Saturninus was an African by birth (others have him as a Gaul, probably a mistake), and studied rhetoric in Africa and Rome. He was a friend of Probus, who appointed him governor of Syria around 279. After Probus had left Syria for the Rhine in 280, unruly soldiers and the people of Alexandria pressured a reluctant Saturninus to accept imperial office. Having fled from Egypt, he changed his mind in Palestine and proclaimed himself emperor. Ancient sources conflict on what happened next: the Historia Augusta states that Probus sent men to kill the usurper, while according to an account by Zosimus, before Probus could respond to the threat, Saturninus was dead, killed by his own troops.

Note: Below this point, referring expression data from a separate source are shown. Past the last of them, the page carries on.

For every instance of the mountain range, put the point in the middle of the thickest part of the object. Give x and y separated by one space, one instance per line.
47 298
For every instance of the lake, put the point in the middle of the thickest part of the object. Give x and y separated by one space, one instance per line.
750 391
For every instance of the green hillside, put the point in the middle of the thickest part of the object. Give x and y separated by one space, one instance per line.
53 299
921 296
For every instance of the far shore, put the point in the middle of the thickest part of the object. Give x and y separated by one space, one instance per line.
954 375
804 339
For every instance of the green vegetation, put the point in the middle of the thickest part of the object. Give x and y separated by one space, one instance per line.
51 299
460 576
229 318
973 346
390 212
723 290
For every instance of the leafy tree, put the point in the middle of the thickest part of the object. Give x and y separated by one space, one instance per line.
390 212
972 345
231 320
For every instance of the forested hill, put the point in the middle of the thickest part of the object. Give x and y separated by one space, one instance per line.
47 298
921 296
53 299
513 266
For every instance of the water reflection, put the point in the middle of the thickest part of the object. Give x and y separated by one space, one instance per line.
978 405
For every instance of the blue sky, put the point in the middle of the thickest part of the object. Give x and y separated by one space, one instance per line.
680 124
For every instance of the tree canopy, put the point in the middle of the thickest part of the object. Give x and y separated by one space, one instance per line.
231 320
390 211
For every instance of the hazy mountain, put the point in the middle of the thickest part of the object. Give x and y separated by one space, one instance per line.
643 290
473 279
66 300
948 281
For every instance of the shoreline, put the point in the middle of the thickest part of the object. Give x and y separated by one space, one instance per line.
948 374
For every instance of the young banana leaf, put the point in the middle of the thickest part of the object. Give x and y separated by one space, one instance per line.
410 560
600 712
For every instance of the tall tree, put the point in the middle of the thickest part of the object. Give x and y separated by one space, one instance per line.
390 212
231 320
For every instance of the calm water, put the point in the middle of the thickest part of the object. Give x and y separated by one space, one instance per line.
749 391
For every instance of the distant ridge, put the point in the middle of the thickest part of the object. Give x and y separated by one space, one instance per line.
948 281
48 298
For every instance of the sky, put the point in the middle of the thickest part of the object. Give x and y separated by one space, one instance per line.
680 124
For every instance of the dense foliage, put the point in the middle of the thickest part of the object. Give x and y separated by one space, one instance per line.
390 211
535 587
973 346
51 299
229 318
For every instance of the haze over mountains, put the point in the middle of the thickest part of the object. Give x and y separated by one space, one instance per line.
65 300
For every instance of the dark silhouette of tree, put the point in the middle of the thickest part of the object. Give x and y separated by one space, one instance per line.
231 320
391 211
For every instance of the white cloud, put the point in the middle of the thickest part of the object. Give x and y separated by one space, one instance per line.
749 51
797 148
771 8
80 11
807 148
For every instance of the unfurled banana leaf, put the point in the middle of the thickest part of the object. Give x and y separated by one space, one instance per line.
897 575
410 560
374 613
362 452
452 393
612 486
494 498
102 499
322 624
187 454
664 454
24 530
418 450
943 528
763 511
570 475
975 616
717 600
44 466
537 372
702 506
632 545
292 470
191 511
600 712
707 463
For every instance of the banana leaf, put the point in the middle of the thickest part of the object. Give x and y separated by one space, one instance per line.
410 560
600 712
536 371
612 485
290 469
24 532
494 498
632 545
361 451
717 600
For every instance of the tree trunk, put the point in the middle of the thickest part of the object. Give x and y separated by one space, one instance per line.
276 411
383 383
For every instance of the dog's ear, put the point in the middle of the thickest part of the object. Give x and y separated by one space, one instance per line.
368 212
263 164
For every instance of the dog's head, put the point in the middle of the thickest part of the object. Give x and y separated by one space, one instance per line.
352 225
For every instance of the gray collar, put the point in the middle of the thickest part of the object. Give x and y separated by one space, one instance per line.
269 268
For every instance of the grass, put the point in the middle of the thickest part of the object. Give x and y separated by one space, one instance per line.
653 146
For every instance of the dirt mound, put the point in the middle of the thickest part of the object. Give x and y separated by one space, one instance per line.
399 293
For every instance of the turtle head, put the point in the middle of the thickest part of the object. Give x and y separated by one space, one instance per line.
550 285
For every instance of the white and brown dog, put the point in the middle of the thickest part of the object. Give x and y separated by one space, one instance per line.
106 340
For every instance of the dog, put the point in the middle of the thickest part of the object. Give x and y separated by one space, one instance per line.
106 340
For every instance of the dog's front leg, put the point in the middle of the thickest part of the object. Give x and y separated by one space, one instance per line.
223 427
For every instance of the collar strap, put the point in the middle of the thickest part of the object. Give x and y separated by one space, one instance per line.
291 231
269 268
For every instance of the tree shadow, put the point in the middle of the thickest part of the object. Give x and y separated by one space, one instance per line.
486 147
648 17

Only two of Saturninus' coins have survived, both aurei, both depicting Victoria on the reverse. As their obverse and reverse dies are slightly different, it can be assumed Saturninus minted a quantity of these, rather than being standalone medallions. The first coin was discovered prior to 1895 in a hoard in Banha, and was last sold in 1996 for $411,480, while a second was found in 1898, and remains in the Cabinet des Medailles. These coins, as well as an extremely rare issue with the portrait of Probus, were minted by Saturninus in Antioch.